Thursday 25 June 2015

Manufacturing Renaissance: 
Ubiquitous Instant Production (Part-IV)
Meso Engineering: Microelectromechanical Systems (MEMS).

‘Honey, I Shrunk the Kit!’ Begins a flippant metaphor of the miniature world of Microelectromechanical Systems or MEMS. A land of tiny machines so small you simply cannot see them with your bear eyes.

Imagine, if you will, peering at the common Dust Mite through a microscope. As you peer you see that the mite has one of its hairy-forelegs stood on the periphery of an even tinnier mechanical gear-wheel! Pan-out a little and view a playground of mechanical systems: intermeshing cantilevers and locks, pistons and wheels, cams and spinning gears resembling swings and round-abouts; with rack and pinions thrusting back and forth all at incredible speeds!

All this – believe it or not – describes the world of Meso-Scale engineering and is yet another promising advanced RM GigaMarket.





Meso-scale – which is not much talked about outside scientific or engineering laboratories – stands for the size range between micro (0.001mm) and nano (0.000,000,1mm); which is probably not much help for lay-reader. But believe it or not at that scale there is a lot of room. MEMS technology is a world of the very small: tiny functioning sub-assemblies and cute looking little components with dimensions much smaller than the thickness of a human hair.

Of course, you are going to ask ‘Way?’ What fuss and for what? Well to begin with, such assemblies are designed to sense and interact and feedback with the outside macro-world. Assemblies such as guidance systems, giro-servers, motion detectors, thermal meters, shutters, motors and servos that detect sub-microscopic dynamic ranges of sound, light, movement and vibration, whilst mechanically and electrically manipulating control systems across the nano-to-Meso-to-micro-scale and up!
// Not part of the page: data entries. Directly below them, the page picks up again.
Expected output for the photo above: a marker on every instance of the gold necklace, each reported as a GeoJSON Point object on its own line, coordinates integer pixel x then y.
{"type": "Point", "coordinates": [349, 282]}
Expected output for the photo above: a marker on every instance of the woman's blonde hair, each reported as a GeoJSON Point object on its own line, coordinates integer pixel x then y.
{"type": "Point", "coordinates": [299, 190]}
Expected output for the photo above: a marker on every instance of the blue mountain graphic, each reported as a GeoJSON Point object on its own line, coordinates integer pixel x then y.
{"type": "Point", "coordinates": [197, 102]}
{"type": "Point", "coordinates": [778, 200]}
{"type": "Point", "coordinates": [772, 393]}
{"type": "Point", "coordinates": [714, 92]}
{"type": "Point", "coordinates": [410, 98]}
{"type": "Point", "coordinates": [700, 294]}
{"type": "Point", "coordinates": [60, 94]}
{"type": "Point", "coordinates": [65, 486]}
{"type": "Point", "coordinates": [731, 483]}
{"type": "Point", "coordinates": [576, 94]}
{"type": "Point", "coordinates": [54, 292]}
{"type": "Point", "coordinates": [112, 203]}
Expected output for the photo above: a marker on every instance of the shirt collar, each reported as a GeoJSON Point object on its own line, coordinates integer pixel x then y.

Application examples include, accelerometers and motion detectors that are fitted in iPads for dynamic gamming modes, tri-axial accelerometer performance monitoring on snowboards competing in Olympic halfpipe contests, ultrasensitive hearing aid diaphragm mounting, retina injection contact lens mechanisms, 1000-thousandth of second lens shutter speed, and other Mission Impossible gadgets I cannot tell you about!

One of the most common materials employed is silicon; attractive in a wide variety of MEMS applications. It is an almost perfect Hookean material, meaning that when it is flexed there is virtually no hysteresis, hence almost no energy dissipation. This gives highly repeatable motion, suffers very little fatigue and can have service lifetimes in the range of trillions of cycles without breaking.

Medical science is benefiting enormously. Polymer-MEMS devices, for example, are widely used in cutting-edge surgery pathology. Constructed by submicron injection mouldings, embossing and stereolithography for application in microfluid devices such as disposable blood testing cartridges.


MEMS applications and the MEMS RM equipment itself, is a massively burgeoning industry as I write, that as high-end gadgets and tools shrink towards the invisible, is set to be pervasive and unstoppable GigaMarket.